DFCC Bank’s green bond initiative has taken a decisive leap forward after Fitch Ratings assigned an expected National Long-Term Rating of ‘BBB+(EXP)(lka)’ to its proposed Basel III-compliant subordinated issuance. This strategic move, aimed at raising LKR 10 billion, signals the bank’s growing commitment to environmentally and socially responsible financing while strengthening its capital position. The rating also highlights a broader trend in Sri Lanka’s financial sector, where sustainable instruments are gaining momentum despite ongoing economic challenges.

According to Fitch, the proposed green, social and sustainable (GSS+) bond issuance will be structured as a subordinated, unsecured instrument with maturities of five, seven and 10 years. These multiple tenures are designed to appeal to a diversified pool of investors while providing the bank with long-term funding stability. Once issued, the bonds will be listed on the Colombo Stock Exchange, allowing broader market participation and enhancing transparency.

DFCC Bank intends to allocate the proceeds toward strengthening its Tier 2 capital base, a crucial element under Basel III guidelines. Tier 2 capital supports a bank’s overall resilience and its capability to absorb losses during periods of financial stress. By bolstering this layer of capital, DFCC improves its ability to expand its lending portfolio, particularly in areas aligned with green, social and sustainable objectives. These include renewable energy projects, environmentally responsible infrastructure, and initiatives that support social upliftment, all of which are increasingly important in Sri Lanka’s economic development strategy.

A notable structural feature of the bonds is the inclusion of a non-viability clause. Under this requirement, the bonds would convert into ordinary voting shares if triggered by the Central Bank of Sri Lanka’s Governing Board. Such clauses are a standard component of Basel III instruments globally and ensure that banks have predefined mechanisms to absorb losses in periods of distress. While the presence of this clause increases investor risk relative to senior debt, it also reflects evolving global standards for financial sector resilience.

Fitch based its expected rating on DFCC Bank’s existing National Long-Term Rating of ‘A(lka)/Stable’, assigning the subordinated bonds two notches below this anchor. This notching reflects the typical loss-severity expectations associated with subordinated debt, where recovery prospects are lower compared to senior obligations.
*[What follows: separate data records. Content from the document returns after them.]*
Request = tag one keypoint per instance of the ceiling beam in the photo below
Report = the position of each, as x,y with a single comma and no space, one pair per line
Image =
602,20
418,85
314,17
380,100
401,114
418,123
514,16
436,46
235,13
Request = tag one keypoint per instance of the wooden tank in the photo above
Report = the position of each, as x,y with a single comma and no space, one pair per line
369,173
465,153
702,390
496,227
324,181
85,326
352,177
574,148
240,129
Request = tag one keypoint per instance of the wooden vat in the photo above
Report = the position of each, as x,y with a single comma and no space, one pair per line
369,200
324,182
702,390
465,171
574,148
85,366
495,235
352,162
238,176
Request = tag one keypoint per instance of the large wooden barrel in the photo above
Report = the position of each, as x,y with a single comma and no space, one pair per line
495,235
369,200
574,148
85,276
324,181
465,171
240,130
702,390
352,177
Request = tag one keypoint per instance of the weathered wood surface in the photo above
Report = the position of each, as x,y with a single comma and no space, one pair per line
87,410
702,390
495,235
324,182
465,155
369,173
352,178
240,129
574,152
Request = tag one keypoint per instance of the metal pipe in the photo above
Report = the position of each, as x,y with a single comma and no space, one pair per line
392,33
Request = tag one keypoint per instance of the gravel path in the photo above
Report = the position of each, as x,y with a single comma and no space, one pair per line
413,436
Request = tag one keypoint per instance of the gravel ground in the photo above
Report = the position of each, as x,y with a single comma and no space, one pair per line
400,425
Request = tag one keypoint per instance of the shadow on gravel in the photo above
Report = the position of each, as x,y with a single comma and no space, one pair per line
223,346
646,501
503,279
Fitch also noted that the proposed notes do not contain going-concern loss-absorption features, meaning no additional notching for this risk category is required.
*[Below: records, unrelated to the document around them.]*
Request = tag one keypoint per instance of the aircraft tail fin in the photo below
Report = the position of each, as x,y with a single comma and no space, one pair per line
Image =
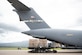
31,18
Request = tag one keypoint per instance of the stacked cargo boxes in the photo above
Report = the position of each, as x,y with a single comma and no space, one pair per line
43,42
38,43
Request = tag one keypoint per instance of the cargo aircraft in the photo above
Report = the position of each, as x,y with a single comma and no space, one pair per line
39,28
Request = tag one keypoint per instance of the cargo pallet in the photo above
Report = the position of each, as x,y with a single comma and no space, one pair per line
42,50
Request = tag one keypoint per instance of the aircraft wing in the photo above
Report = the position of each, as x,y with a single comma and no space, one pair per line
18,5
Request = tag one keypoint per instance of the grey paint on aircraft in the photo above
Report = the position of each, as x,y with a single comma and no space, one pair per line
42,30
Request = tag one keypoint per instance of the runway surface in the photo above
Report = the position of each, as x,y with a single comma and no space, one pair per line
25,52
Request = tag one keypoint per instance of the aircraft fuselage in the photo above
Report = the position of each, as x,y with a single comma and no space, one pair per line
71,37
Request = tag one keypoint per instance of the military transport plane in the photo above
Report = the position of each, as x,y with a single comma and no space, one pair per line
39,28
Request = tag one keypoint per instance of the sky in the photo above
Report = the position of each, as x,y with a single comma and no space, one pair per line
58,14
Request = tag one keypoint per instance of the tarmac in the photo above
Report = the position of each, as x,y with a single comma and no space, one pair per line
25,52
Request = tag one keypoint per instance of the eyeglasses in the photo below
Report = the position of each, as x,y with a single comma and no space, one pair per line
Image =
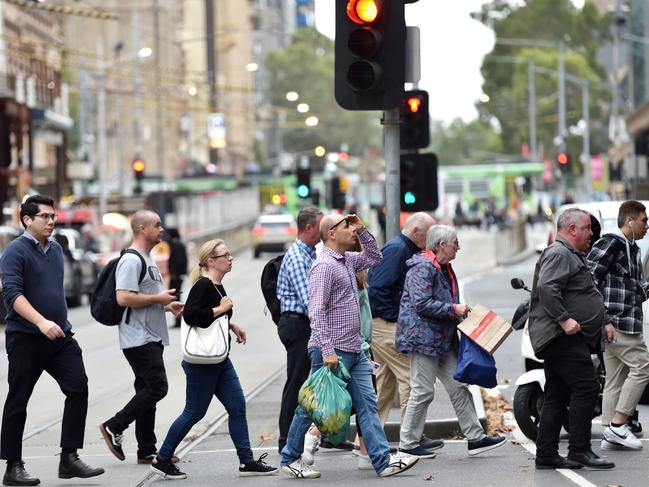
346,220
47,216
227,255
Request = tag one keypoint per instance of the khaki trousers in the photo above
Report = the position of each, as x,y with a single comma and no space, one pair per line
627,374
394,371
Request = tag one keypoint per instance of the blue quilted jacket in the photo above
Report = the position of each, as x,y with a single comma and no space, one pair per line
427,323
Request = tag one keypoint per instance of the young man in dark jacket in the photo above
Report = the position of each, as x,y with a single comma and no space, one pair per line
39,338
616,265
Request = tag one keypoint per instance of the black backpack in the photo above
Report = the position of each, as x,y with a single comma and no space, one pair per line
103,304
269,286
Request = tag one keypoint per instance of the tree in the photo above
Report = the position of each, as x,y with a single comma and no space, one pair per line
582,31
306,66
462,143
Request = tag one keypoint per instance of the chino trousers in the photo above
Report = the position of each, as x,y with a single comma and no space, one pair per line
29,356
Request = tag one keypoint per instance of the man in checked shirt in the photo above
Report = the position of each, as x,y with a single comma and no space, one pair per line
616,264
335,335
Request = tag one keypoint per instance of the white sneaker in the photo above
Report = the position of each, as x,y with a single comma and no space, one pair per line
299,470
364,462
397,465
311,443
622,436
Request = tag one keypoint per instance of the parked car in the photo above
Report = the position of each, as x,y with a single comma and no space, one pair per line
80,270
273,233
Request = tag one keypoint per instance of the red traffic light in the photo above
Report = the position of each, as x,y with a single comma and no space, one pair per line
364,12
138,165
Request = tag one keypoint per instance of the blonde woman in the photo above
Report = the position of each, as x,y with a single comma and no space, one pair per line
207,301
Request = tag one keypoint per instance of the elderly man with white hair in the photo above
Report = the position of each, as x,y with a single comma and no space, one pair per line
427,330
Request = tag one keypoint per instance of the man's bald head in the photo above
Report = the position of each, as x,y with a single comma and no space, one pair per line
327,222
142,217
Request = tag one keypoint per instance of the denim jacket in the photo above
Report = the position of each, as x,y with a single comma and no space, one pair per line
427,323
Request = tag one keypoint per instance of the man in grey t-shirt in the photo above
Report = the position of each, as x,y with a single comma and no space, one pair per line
142,336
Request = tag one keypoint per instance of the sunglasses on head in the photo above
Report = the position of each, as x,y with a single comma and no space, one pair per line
346,220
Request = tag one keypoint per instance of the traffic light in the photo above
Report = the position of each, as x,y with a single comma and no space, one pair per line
370,50
418,182
303,185
138,169
563,161
337,195
415,120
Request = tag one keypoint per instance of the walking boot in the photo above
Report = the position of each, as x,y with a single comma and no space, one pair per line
71,466
17,475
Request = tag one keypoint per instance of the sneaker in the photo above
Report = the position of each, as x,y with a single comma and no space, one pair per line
430,444
113,441
299,470
417,452
397,465
485,444
167,469
148,459
364,462
311,443
256,467
622,436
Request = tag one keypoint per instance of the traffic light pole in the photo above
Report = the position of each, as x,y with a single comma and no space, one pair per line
391,152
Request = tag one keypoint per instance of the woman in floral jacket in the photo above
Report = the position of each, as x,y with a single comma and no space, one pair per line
427,329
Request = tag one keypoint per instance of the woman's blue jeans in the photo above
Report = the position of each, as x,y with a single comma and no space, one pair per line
364,400
204,381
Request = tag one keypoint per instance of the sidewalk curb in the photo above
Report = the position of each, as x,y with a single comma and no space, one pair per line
435,428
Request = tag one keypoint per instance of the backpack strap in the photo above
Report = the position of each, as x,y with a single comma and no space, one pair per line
140,279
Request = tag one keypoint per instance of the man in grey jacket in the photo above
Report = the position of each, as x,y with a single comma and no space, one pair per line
567,315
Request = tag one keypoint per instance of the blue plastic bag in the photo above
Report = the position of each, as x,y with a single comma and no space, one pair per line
325,399
474,365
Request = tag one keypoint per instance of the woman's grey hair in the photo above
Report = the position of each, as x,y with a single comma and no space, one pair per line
438,234
569,217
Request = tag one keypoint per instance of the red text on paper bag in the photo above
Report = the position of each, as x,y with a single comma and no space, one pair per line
486,328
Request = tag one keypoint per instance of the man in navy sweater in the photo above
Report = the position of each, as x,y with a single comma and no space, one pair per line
39,338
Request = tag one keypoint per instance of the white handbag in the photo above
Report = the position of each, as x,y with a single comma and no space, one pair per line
209,345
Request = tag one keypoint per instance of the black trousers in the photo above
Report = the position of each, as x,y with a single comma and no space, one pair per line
294,331
150,387
571,380
29,356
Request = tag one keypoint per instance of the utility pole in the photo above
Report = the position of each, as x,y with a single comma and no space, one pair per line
157,50
391,151
212,66
531,86
101,127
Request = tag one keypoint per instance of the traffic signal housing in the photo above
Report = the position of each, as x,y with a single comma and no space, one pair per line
370,56
418,187
303,184
563,161
415,120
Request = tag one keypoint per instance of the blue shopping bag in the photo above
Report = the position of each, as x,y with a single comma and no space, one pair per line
474,365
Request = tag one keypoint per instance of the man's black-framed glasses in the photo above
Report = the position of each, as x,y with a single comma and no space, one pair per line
47,216
346,220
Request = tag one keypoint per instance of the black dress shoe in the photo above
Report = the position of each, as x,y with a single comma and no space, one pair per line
72,466
590,460
17,475
345,445
546,463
The rating agency reaffirmed that DFCC’s National Long-Term Rating remains an accurate reflection of the institution’s standalone credit strength. This rating considers the bank’s risk profile, asset quality, capital adequacy and competitive position within the domestic banking landscape. Fitch most recently reviewed DFCC’s ratings, with no action taken, on 8 September 2025. The agency has recalibrated several Sri Lankan bank ratings in recent years to reflect shifts in the broader financial system.

As with any expected rating, the final assessment will depend on Fitch receiving final documentation that aligns with what has already been reviewed. Should the bank’s broader National Long-Term Rating be upgraded or downgraded in the future, the green bond’s rating would adjust accordingly. A downgrade would reflect heightened risk or deterioration in DFCC’s financial position, while an upgrade would signal improved stability and performance.

This issuance marks a critical milestone for Sri Lanka’s sustainable financing movement, which has steadily grown over the past few years. As global investors increasingly prioritise environmental, social and governance (ESG) standards, banks are expanding their portfolios to include green and socially oriented instruments. DFCC Bank has positioned itself at the forefront of this transition, previously engaging in renewable energy and socially-focused lending initiatives. The new green bond reinforces this trajectory, providing a financial mechanism to scale up support for impactful projects.

For the market, Fitch’s ‘BBB+’ expected rating offers reassurance about the bank’s capacity to meet its obligations under the new instrument. While subordinated debt naturally carries higher risk than senior credit, the rating indicates sufficient stability and a balanced risk profile. Investors who prioritise sustainability will likely view this issuance as an opportunity to participate in a growing segment of the financial market while supporting long-term national development aims.

Overall, the DFCC Bank green bond represents a blend of financial strengthening and sustainable ambition. If finalised, it will support the bank’s regulatory capital needs, enable environmentally aligned lending, and further embed Sri Lanka into global ESG-aligned capital markets. The Fitch assessment also signals that even amid a challenging economic environment, credible institutions continue to pursue innovative financing instruments that reflect modern banking priorities.